Révision de Julie Miville-Dechêne, ombudsman | Services français

Sommaire

Quarante plaignants se sont dits indignés par la façon dont l'émission Six dans la cité a traité la relation du metteur en scène André Brassard avec un adolescent de 14 ans. Ils estiment que l'émission culturelle a banalisé, sinon cautionné, des actes pédophiles parce qu'il s'agissait d'un artiste.

Le ton et les propos tenus sur l'attirance d'André Brassard pour les adolescents ne respectent pas les Normes et pratiques journalistiques de Radio-Canada, particulièrement celle sur la sensibilité de l'auditoire.
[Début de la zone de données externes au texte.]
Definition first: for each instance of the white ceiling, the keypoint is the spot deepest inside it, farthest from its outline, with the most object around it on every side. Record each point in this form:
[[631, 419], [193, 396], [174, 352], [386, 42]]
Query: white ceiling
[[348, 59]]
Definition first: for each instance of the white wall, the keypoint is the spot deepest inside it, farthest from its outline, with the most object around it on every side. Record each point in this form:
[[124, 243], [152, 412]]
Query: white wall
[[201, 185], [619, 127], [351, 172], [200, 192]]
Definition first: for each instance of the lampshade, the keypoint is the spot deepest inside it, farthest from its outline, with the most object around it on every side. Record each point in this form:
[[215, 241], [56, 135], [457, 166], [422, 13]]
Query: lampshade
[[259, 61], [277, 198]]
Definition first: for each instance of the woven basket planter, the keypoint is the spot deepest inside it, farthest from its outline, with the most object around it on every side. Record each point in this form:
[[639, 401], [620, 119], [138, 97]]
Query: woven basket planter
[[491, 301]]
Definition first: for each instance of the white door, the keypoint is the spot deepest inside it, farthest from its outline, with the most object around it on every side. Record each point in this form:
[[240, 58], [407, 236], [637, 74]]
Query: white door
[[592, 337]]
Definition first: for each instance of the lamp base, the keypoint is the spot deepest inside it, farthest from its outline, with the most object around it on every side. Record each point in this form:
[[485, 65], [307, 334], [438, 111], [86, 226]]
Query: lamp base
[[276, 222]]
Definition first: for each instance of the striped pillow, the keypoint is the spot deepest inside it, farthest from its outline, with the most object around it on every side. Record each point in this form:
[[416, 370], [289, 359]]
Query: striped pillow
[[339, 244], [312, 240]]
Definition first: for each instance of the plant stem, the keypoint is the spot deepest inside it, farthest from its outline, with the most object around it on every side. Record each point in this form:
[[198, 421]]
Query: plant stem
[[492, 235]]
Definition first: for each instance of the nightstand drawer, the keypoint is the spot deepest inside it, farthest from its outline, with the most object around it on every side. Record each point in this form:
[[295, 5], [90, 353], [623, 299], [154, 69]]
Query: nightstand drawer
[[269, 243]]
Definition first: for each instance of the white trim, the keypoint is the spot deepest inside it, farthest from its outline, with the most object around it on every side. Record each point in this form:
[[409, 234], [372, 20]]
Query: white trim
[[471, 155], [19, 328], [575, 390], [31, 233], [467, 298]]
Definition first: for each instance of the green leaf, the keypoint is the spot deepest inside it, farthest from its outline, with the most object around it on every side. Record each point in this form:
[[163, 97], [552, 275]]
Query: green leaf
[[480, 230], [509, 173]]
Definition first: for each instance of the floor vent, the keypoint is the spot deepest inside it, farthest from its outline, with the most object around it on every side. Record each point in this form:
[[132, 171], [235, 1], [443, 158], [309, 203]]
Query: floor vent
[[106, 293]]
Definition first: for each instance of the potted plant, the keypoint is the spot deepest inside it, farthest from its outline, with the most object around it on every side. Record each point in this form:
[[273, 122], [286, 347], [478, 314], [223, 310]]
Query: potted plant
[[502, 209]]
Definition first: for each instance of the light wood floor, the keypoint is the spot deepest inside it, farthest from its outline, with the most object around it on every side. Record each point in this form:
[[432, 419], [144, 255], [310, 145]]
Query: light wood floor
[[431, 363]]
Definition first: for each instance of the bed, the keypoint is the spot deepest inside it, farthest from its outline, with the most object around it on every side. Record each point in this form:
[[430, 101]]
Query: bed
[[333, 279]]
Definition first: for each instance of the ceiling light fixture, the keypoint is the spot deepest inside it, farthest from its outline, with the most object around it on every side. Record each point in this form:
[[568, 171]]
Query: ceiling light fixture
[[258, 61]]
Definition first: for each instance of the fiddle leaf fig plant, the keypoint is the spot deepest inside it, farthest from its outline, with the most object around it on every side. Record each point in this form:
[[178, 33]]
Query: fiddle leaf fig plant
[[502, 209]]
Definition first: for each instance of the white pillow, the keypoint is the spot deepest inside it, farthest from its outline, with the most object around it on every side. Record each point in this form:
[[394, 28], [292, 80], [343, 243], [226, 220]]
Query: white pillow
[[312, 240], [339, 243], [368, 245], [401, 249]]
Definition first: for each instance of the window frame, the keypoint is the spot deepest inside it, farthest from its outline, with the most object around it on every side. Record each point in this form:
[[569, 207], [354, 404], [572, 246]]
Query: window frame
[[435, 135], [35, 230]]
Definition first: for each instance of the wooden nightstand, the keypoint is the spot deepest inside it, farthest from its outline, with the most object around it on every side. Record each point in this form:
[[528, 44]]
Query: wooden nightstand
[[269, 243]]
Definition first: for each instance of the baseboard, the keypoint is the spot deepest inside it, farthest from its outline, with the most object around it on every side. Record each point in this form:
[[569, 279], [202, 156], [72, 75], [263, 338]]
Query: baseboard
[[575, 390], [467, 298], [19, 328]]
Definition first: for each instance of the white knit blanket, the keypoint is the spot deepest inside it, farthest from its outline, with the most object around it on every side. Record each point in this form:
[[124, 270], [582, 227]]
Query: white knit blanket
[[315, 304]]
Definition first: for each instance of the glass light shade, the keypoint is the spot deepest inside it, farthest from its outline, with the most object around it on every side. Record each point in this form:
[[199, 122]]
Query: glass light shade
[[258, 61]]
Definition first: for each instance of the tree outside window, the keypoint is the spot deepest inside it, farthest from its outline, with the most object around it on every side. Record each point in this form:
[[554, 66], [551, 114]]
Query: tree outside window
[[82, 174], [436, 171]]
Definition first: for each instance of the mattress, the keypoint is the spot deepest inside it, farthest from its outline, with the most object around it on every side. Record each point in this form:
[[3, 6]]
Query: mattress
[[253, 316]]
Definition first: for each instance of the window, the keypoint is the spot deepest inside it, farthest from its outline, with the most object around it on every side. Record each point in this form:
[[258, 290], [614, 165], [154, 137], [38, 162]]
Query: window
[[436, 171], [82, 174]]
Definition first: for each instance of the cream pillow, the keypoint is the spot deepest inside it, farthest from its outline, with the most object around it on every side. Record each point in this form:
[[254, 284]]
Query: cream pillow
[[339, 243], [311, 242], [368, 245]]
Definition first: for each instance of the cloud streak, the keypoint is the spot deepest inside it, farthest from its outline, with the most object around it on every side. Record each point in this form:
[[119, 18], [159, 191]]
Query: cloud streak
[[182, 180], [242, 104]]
Je recommande qu'une mise au point soit diffusée dans la dernière émission de la saison de Six dans la cité, qui sera enregistrée demain, le 8 avril, et diffusée le 11 avril 2010.

LES PLAINTES

J'ai reçu 40 plaintes à la suite de l'émission Six dans la cité du 21 mars 2010, dans laquelle deux journalistes faisaient une critique louangeuse de la biographie du metteur en scène québécois André Brassard[1]. Les plaignants ont été indignés par la discussion qui a eu lieu sur les relations de l'artiste avec un adolescent de 14 ans. Voici quelques passages de cinq plaintes reçues :

« C'est envahi par la nausée, le dégoût et un sentiment de révolte que je peine à réprimer que je vous écris afin de porter plainte contre l'émission des Six dans la Cité à la suite de leur propos et de leur attitude insupportablement désinvolte face à la pédophilie d'André Brassard. Le choix des mots, l'attitude générale et l'écœurante bonhomie dont ont fait preuve en particulier Mme Catherine Perrin, M. René Homier-Roy et Mme Nathalie Petrowski sont un cautionnement voire une promotion par la banalisation des actes pédophiles de Brassard (un pédophile reconnu et déjà condamné) que je ne saurais tolérer, qui plus est avec l'argent de mes taxes.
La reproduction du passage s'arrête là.